INTERNATIONAL NEWS - Eskom’s generating plant breakdowns took out a stratospheric 15 921 megawatts (MW) on Saturday at 06:30, the highest level yet, which means an astonishing 40% of its coal fleet of around 40 000 MW was offline.
This is higher than the 15 200 MW of outages on Tuesday, December 10, the day after the utility was hit by a “perfect storm” (flooding power stations, wet coal, broken conveyors at Medupi Power Station, and very little renewable power being fed into the grid because of the heavy rains), which necessitated Stage 6 load shedding.
Since the last instance of load shedding in 2019 (Stage 2 on 13 December, with 12 000 MW out of service), Eskom has not made any headway in reducing the alarmingly high level of breakdowns. In fact, the situation has worsened.
Usefully for Eskom, demand generally ramps up across the next two weeks as mines and factories reopen. Using last year’s data, it is clear that peak load only returns to ‘normal’ summer levels of around 28 000 MW by January 15. This means it won’t suddenly face ‘normal’ demand today (Monday, January 6).
In addition, based on performance in December, non-commercial generation (the units at Kusile Power Station) has been able to add up to 900 MW to capacity, which Eskom desperately needs.
Perhaps most importantly, the utility noted on Saturday that Koeberg Unit 1 will return to service in the coming weekend following planned maintenance. Each Koeberg unit provides 930 MW of baseload power, which makes this return to service significant.

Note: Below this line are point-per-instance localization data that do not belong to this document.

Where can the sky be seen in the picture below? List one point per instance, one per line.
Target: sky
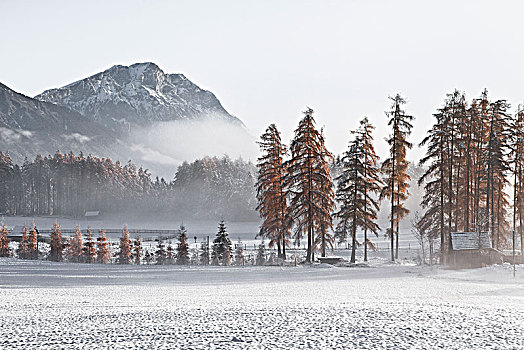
(267, 60)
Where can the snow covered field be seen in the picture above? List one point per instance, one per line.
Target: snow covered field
(51, 305)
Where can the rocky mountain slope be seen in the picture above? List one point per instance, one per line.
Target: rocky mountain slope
(29, 127)
(123, 97)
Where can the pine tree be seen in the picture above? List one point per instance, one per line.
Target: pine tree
(148, 257)
(395, 168)
(310, 186)
(221, 246)
(239, 253)
(137, 250)
(170, 255)
(497, 167)
(160, 254)
(261, 254)
(271, 190)
(517, 156)
(23, 246)
(103, 252)
(204, 256)
(358, 183)
(57, 245)
(4, 240)
(75, 246)
(124, 255)
(182, 257)
(89, 250)
(32, 244)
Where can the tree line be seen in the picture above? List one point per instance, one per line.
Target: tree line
(70, 185)
(84, 247)
(474, 155)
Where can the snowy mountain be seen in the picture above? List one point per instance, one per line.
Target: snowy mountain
(29, 127)
(123, 97)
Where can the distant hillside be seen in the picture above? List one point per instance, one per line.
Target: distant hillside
(123, 97)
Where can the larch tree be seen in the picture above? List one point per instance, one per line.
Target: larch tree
(89, 247)
(23, 245)
(434, 179)
(57, 245)
(271, 190)
(310, 186)
(182, 256)
(497, 168)
(357, 187)
(4, 240)
(124, 254)
(103, 252)
(395, 168)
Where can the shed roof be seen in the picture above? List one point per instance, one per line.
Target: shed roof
(470, 240)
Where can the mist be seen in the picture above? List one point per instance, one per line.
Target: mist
(165, 145)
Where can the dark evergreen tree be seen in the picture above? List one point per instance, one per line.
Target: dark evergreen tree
(357, 187)
(137, 250)
(182, 257)
(221, 254)
(395, 168)
(261, 254)
(271, 190)
(57, 245)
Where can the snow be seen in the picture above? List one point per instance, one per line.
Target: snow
(403, 306)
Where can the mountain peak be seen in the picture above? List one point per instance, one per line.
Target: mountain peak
(140, 94)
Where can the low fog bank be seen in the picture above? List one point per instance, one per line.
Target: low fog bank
(165, 145)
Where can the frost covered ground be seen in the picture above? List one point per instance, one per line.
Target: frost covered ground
(69, 306)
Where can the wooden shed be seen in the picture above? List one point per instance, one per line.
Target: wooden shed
(472, 250)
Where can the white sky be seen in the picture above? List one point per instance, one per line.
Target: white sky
(267, 60)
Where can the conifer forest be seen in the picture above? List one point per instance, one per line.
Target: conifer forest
(261, 175)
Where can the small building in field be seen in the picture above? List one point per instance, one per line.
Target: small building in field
(92, 214)
(472, 250)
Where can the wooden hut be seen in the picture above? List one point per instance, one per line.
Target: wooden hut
(472, 250)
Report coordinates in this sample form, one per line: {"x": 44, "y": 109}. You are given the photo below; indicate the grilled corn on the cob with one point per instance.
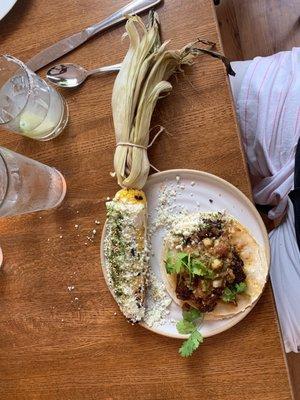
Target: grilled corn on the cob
{"x": 126, "y": 251}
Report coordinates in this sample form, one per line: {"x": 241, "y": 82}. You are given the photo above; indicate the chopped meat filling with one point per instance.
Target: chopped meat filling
{"x": 227, "y": 268}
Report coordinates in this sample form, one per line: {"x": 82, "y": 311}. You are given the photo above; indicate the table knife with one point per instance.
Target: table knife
{"x": 66, "y": 45}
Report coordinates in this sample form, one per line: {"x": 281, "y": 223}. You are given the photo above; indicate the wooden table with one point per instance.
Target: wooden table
{"x": 62, "y": 344}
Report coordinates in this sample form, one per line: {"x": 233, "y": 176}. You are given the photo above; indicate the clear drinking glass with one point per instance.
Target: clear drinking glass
{"x": 28, "y": 105}
{"x": 27, "y": 185}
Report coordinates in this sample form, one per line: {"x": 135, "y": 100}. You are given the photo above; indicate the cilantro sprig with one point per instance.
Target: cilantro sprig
{"x": 178, "y": 262}
{"x": 191, "y": 344}
{"x": 188, "y": 326}
{"x": 229, "y": 294}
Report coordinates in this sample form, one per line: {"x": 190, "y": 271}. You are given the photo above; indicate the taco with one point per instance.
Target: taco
{"x": 212, "y": 263}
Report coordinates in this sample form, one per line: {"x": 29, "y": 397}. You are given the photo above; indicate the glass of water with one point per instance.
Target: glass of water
{"x": 27, "y": 185}
{"x": 28, "y": 105}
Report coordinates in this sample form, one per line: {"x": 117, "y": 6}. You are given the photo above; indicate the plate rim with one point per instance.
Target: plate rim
{"x": 266, "y": 245}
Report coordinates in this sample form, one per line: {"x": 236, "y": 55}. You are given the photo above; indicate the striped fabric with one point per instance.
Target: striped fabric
{"x": 268, "y": 109}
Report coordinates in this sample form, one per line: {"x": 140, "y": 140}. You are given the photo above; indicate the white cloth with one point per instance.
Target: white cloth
{"x": 268, "y": 107}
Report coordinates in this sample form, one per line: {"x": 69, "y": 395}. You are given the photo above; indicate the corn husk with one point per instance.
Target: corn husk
{"x": 142, "y": 80}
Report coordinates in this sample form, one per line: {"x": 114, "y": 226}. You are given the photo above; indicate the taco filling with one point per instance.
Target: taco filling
{"x": 205, "y": 261}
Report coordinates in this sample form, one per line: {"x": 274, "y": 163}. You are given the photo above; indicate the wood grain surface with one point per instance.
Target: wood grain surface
{"x": 61, "y": 344}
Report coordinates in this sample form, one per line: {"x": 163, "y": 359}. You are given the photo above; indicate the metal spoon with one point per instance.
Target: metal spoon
{"x": 73, "y": 75}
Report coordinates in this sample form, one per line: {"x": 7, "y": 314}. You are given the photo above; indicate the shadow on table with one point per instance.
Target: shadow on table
{"x": 15, "y": 16}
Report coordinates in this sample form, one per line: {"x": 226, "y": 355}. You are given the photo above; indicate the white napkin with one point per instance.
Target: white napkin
{"x": 268, "y": 108}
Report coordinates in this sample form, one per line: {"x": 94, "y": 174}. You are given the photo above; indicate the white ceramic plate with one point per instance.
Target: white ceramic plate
{"x": 6, "y": 6}
{"x": 198, "y": 191}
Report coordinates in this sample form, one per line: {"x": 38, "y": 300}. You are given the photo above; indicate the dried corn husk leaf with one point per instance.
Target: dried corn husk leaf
{"x": 142, "y": 80}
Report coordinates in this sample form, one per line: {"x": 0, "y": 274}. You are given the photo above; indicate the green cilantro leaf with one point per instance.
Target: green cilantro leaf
{"x": 191, "y": 344}
{"x": 191, "y": 315}
{"x": 185, "y": 327}
{"x": 240, "y": 287}
{"x": 228, "y": 295}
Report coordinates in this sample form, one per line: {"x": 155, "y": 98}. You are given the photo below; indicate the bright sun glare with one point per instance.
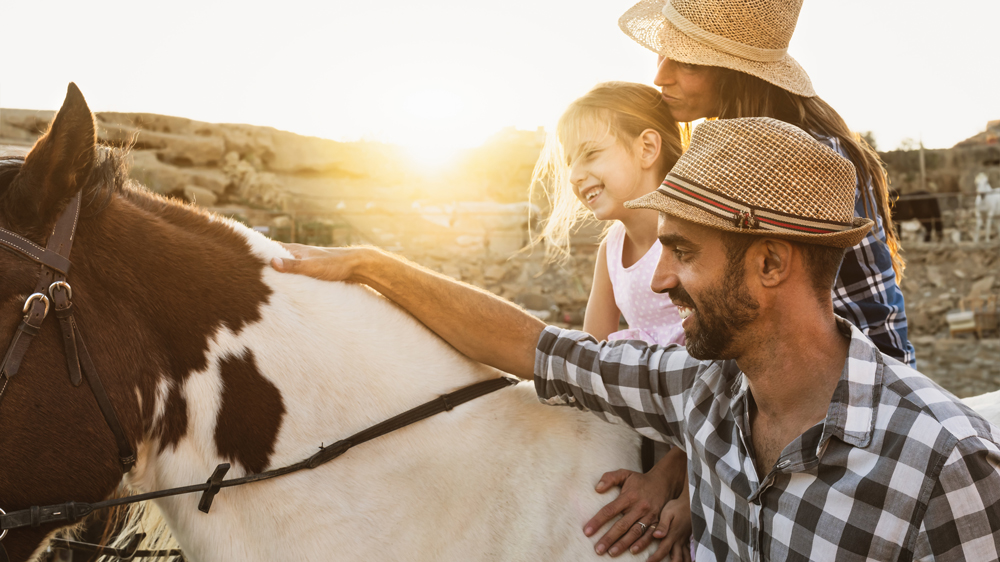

It will take about a week for the unit to ramp up to full generation, which will be helped by the ramp-up in demand.
Eskom admitted on Saturday that “the current high level of unplanned breakdowns is of concern”.
It added that teams are working flat-out to ensure that the risk of load shedding is minimised as South Africa returns to work.
The utility continues to forecast using the assumption of 9 500 MW of unplanned outages, which is completely unrealistic. At this level, it provided a forecast in December of “no shortage” of capacity for the first quarter of the year. However, under its so-called “likely risk scenario” of around 13 700 MW of unplanned breakdowns, there are shortages from February.
Deferring maintenance
Worryingly, Eskom decreased the level of planned maintenance in December and January to artificially low levels to keep the lights on. Typically, in the summer months, it should have around 6 000 MW of capacity out of service for planned maintenance. This was the plan until December, when the wheels came off. Instead of doing maintenance on upwards of 6 000 MW of capacity in the week commencing December 16, it is likely that this figure was far closer to 4 000 MW.
It is difficult to know exactly what is going on given that the utility may elect to do planned maintenance during a breakdown. However, the trend is not good.
The original plan was to do maintenance on between 5 000 MW and 6 500 MW of capacity across January. In the most recent update (pre-Christmas), those peak weeks have been revised down to just over 4 000 MW. This is very bad news for winter: the ageing plants simply become more unreliable as the maintenance backlog increases.
It remains to be seen what a more accurate forecast for the first quarter of 2020 looks like. If breakdown levels remain stubbornly high (above 12 000 MW), load shedding will be the norm until Easter.
We will know by midweek when this data is published.